For more information, see ScheduleKeyDeletion.

Note This parameter is returned only when the value of KeyState is PendingDeletion.
PrimaryKeyVersion String 515e0b0a-624f-45ab-92b5-54f9b551****

The ID of the current primary key version for the symmetric key.

Description String key description example

The description of the key.

KeySpec String Aliyun_AES_256

The type of the key.

Origin String Aliyun_KMS

The key material origin.

MaterialExpireTime String 2024-07-06T18:22:03Z

The time when the key material expires. The time is in UTC. If the value is empty, the key material does not expire.

DeletionProtectionDescription String The key is being used by XXX. Deletion protection is set.

The description of deletion protection.

AutomaticRotation String Disabled

Indicates whether automatic key rotation is enabled. Valid values:

  • Enabled
  • Disabled
  • Suspended

For more information, see Automatic key rotation.

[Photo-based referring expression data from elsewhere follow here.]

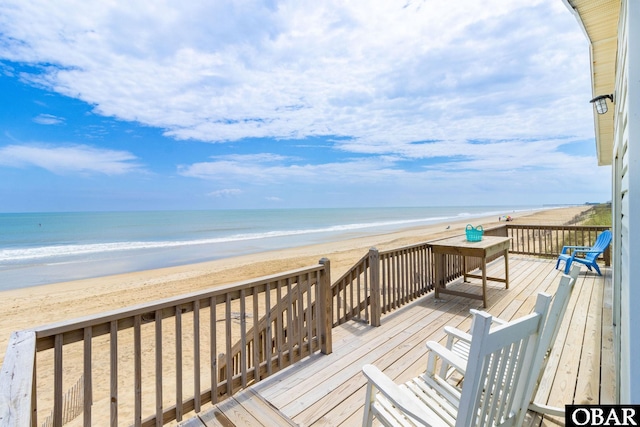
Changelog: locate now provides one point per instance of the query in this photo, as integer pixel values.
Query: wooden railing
(548, 240)
(134, 363)
(381, 282)
(150, 364)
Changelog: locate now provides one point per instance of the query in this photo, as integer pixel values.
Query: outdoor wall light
(600, 103)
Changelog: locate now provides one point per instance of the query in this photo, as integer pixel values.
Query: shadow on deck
(330, 389)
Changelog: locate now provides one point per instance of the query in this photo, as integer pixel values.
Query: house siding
(626, 202)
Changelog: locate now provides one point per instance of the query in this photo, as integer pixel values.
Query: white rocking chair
(459, 342)
(497, 387)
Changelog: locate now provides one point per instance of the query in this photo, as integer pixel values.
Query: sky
(147, 105)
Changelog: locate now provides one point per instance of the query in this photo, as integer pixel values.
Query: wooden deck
(329, 390)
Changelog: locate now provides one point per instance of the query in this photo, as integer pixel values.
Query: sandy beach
(34, 306)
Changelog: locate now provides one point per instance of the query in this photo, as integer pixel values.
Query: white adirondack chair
(497, 387)
(459, 342)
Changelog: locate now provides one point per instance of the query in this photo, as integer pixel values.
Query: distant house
(613, 30)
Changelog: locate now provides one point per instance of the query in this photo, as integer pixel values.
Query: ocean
(44, 248)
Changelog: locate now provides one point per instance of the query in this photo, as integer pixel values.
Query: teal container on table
(474, 234)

Note Only symmetric keys support automatic key rotation.
ProtectionLevel String HSM

The protection level of the key.

KeyUsage String ENCRYPT/DECRYPT

The usage of the key.

CreationDate String 2024-05-20T06:34:21Z

The time when the key is created. The time is displayed in UTC.

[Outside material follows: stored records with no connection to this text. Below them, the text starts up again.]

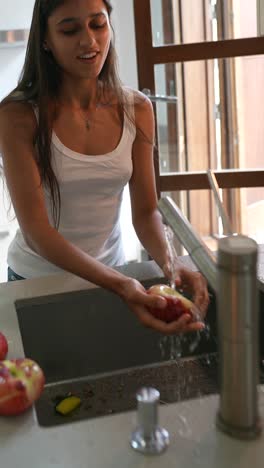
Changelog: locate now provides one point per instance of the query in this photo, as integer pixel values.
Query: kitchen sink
(90, 345)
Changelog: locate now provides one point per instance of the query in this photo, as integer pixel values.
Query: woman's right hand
(139, 302)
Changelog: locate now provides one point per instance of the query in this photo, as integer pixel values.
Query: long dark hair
(39, 83)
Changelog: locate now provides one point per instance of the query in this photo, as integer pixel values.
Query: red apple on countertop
(21, 383)
(3, 346)
(177, 304)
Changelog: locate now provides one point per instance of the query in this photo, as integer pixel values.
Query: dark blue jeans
(12, 276)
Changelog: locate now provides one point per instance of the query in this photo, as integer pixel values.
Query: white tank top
(91, 195)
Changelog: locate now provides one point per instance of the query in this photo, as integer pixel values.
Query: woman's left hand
(192, 282)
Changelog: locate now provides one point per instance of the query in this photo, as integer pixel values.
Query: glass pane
(248, 214)
(215, 122)
(187, 21)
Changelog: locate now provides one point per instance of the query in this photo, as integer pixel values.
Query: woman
(71, 137)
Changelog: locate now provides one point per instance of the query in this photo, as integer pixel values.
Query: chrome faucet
(233, 277)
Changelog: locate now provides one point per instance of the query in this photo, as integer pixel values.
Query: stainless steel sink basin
(90, 344)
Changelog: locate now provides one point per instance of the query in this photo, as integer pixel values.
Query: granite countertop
(104, 442)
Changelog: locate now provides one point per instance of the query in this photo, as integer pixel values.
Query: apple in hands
(21, 383)
(3, 347)
(177, 304)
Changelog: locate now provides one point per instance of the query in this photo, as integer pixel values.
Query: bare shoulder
(17, 120)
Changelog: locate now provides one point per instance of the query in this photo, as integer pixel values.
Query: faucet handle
(149, 438)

DKMSInstanceId String kst-bjj62d8f5e0sgtx8h****

The ID of the Key Management Service (KMS) instance.

Examples

Sample requests

http(s)://[Endpoint]/?Action=DescribeKey
&KeyId=key-hzz630494463ejqjx****
&Common request parameters

Sample success responses

XML format

HTTP/1.1 200 OK
Content-Type:application/xml

<DescribeKeyResponse>
    <RequestId>f1fdfa9d-bd49-418b-942f-8f3e3ec00a4f</RequestId>
    <KeyMetadata>
        <DeletionProtection>Enabled</DeletionProtection>
        <KeyId>key-hzz630494463ejqjx****</KeyId>
        <NextRotationDate>2021-07-06T18:22:03Z</NextRotationDate>
        <KeyState>Enabled</KeyState>
        <RotationInterval>31536000s</RotationInterval>
        <Arn>acs:kms:cn-hangzhou:154035569884****:key/key-hzz630494463ejqjx****</Arn>
        <Creator>154035569884****</Creator>
        <LastRotationDate>2024-05-20T06:34:21Z</LastRotationDate>
        <DeleteDate>2024-05-26T18:22:03Z</DeleteDate>
        <PrimaryKeyVersion>515e0b0a-624f-45ab-92b5-54f9b551****</PrimaryKeyVersion>
        <Description>key description example</Description>
        <KeySpec>Aliyun_AES_256</KeySpec>
        <Origin>Aliyun_KMS</Origin>
        <MaterialExpireTime>2024-07-06T18:22:03Z</MaterialExpireTime>
        <DeletionProtectionDescription>The key is being used by XXX. Deletion protection is set. </DeletionProtectionDescription>
        <AutomaticRotation>Disabled</AutomaticRotation>
        <ProtectionLevel>HSM</ProtectionLevel>
        <KeyUsage>ENCRYPT/DECRYPT</KeyUsage>
        <CreationDate>2024-05-20T06:34:21Z</CreationDate>
        <DKMSInstanceId>kst-bjj62d8f5e0sgtx8h****</DKMSInstanceId>
    </KeyMetadata>
</DescribeKeyResponse>

JSON format

HTTP/1.1 200 OK
Content-Type:application/json

{
  "RequestId" : "f1fdfa9d-bd49-418b-942f-8f3e3ec00a4f",
  "KeyMetadata" : {
    "DeletionProtection" : "Enabled",
    "KeyId" : "key-hzz630494463ejqjx****",
    "NextRotationDate" : "2021-07-06T18:22:03Z",
    "KeyState" : "Enabled",
    "RotationInterval" : "31536000s",
    "Arn" : "acs:kms:cn-hangzhou:154035569884****:key/key-hzz630494463ejqjx****",
    "Creator" : "154035569884****",
    "LastRotationDate" : "2024-05-20T06:34:21Z",
    "DeleteDate" : "2024-05-26T18:22:03Z",
    "PrimaryKeyVersion" : "515e0b0a-624f-45ab-92b5-54f9b551****",
    "Description" : "key description example",
    "KeySpec" : "Aliyun_AES_256",
    "Origin" : "Aliyun_KMS",
    "MaterialExpireTime" : "2024-07-06T18:22:03Z",
    "DeletionProtectionDescription" : "The key is being used by XXX. Deletion protection is set.",
    "AutomaticRotation" : "Disabled",
    "ProtectionLevel" : "HSM",
    "KeyUsage" : "ENCRYPT/DECRYPT",
    "CreationDate" : "2024-05-20T06:34:21Z",
    "DKMSInstanceId" : "kst-bjj62d8f5e0sgtx8h****"
  }
}

Error codes

HTTP status code

Error code

Error message

Description

400 InvalidParameter The specified parameter is not valid. The specified parameter is invalid.
404 Forbidden.KeyNotFound The specified Key is not found. The key does not exist.
404 Forbidden.AliasNotFound The specified Alias is not found. The specified alias is not found.

For a list of error codes, see Service error codes.